Under the requirements of Executive Order 13514, federal agencies are stepping forward to meet this challenge and are beginning to “mainstream” consideration of climate change adaptation across their operations, programs and policies. All federal agencies drafted a policy statement on climate change adaptation that commits the agency to adaptation planning, including identifying an agency point of contact, completing an analysis of climate change impacts on its mission and operations, and preparing a climate adaptation plan by June 2012. Some agencies are also taking a leadership role in enabling others—state, local and tribal governments, businesses, and communities—in their adaptation planning and projects. These federal actions are still in their early stages and as such, this report attempts to capture and highlight these efforts to facilitate communication and collaboration across federal agencies as well as with numerous non-federal stakeholders focused on domestic adaptation policy. Where a federal department or agency has implemented institutional mechanisms specifically for climate change adaptation, developed an agency-wide adaptation plan or set of policies, or provides adaptation resources or tools, it is our intent to represent it within this report. The authors are continuously working to expand on the information included here, and sincerely hope this report will serve as a resource for collaboration and information sharing among the growing adaptation community.

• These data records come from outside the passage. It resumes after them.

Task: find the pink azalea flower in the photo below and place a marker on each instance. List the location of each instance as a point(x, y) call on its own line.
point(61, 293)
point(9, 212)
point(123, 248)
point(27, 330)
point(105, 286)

The report content is organized by major Department within the federal government (e.g., the Department of Agriculture, Department of Commerce, etc.) with the exception of the adaptation efforts led by the Executive Office of the President and related interagency initiatives, which are listed separately at the beginning of the report. For each Department, the report highlights specific adaptation initiatives (such as a program office or strategic plan) that are in place at the Department level. These are followed by an overview of each agency or bureau within that Department and relevant adaptation activities, which are typically divided into: (1) initiatives and strategies, (2) programs and institutional mechanisms, and (3) tools and resources. This January  2012 update also includes several examples of federal projects that incorporate the impacts of climate change and adaptive actions into the planning, design, and implementation process. These projects further highlight the leadership role federal departments and agencies are taking to promote a more climate resilient economy, society, and environment.